What better way can there be to enjoy some quality time with the whole family than snuggling up on the sofa together to watch one of your favorite Disney films?
How about the charming story of a mermaid who experiences her greatest dream come true… leaving her in total agony, with every step she takes feeling like she’s walking on shards of glass, then seeing the love of her life marry someone else, before deciding to end it all by throwing herself into the sea, finally dissolving away to foam?
No?
What about that classic tale of the wooden puppet boy. You know the one – the boy with a tendency to do the wrong thing, but helped along the way by his little cricket friend… until he bashes the cricket with a mallet, continues to do all manner of naughty things, before eventually winding up hanging from a tree, left to die?
Not the one you were thinking of?
Well how about the famous one where the beautiful Princess suffers at the hands of her evil step-sisters, but magically manages to go to the ball, only to lose her slipper when she has to run away from the Prince at midnight?
Oh yes, Grandma loves that one. Especially the bit where the evil step-sisters, in an attempt to make the slipper fit, start chopping off parts of their own feet, bleeding everywhere, and the classic final scene where they have their eyes gouged out by the Princess’ loyal doves. Right?
Disney have been making family classics like The Little Mermaid, Pinocchio and Cinderella for over 90 years, and at least part of
their success, it seems, is having the sense to alter these original stories and fairy tales to give them happier – more wholesome – twists.
Though most of the time we think of fairy tales as being magical stories with happily-ever-after endings, the truth is often somewhat darker than you may think. Many of Disney’s best-loved classics originated in stories written or collected by people such as Hans Christian Andersen (The Little Mermaid) and the Brothers Grimm (Snow White, Cinderella). Many of these contained much more sinister story lines originally, like those mentioned above, which were far more in-keeping with the style and tone of early folk and fairy tales.

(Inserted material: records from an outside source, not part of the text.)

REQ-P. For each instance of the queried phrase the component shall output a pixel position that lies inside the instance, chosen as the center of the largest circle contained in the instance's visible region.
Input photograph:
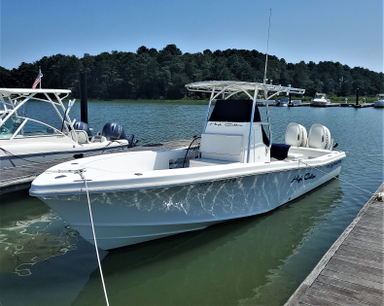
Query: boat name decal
(307, 176)
(226, 124)
(218, 182)
(333, 164)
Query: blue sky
(345, 31)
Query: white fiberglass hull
(144, 205)
(20, 152)
(320, 102)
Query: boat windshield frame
(12, 100)
(226, 89)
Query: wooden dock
(21, 177)
(351, 272)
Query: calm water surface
(259, 260)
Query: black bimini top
(234, 111)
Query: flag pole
(39, 74)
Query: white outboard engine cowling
(80, 125)
(113, 131)
(296, 135)
(320, 137)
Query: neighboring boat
(282, 102)
(235, 172)
(25, 140)
(320, 99)
(380, 101)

Others, such as Pinocchio, (written by Carlo Collodi in the 1880s) were morality tales, warning of the consequences of bad behavior, (not unlike the Hollywood gangster films of the 1920s and 30s, which always showed the criminals getting their comeuppance at the end).
Disney’s genius was to take these fantastical stories and add the family-friendly wonder that Walt Disney cherished, while still retaining elements of threat and danger – making them truly memorable animated classics capable of enchanting generations of adults and children alike ever since.
Disney didn’t only find inspiration in old morality or folk tales though. Other iconic films were based on more widely known classic works, such as The Jungle Book (Rudyard Kipling 1894) and The Hunchback of Notre Dame, written by Victor Hugo in 1831. Hugo’s epic novel, featuring the hunchback of the title, Quasimodo, was filmed as an animation in 1996, but again, the Disney version avoids the truly bleak original ending (spoiler alert: everybody dies) instead opting for a happier, more sentimental tone.
Famously, Disney also took inspiration from one of the all-time greatest and widely known works in literature for The Lion King. The tale about a Prince gaining revenge on his evil Uncle for the murder of his father, the King, has been entertaining audiences ever since 1602, when William Shakespeare’s Hamlet first appeared on the London stage. Once more however, Disney wisely altered the ending – Hamlet may well be one of the most successful plays ever written, but would The Lion King be one of Disney’s most cherished films had Simba suffered the same fate as the Danish Prince? Perhaps not.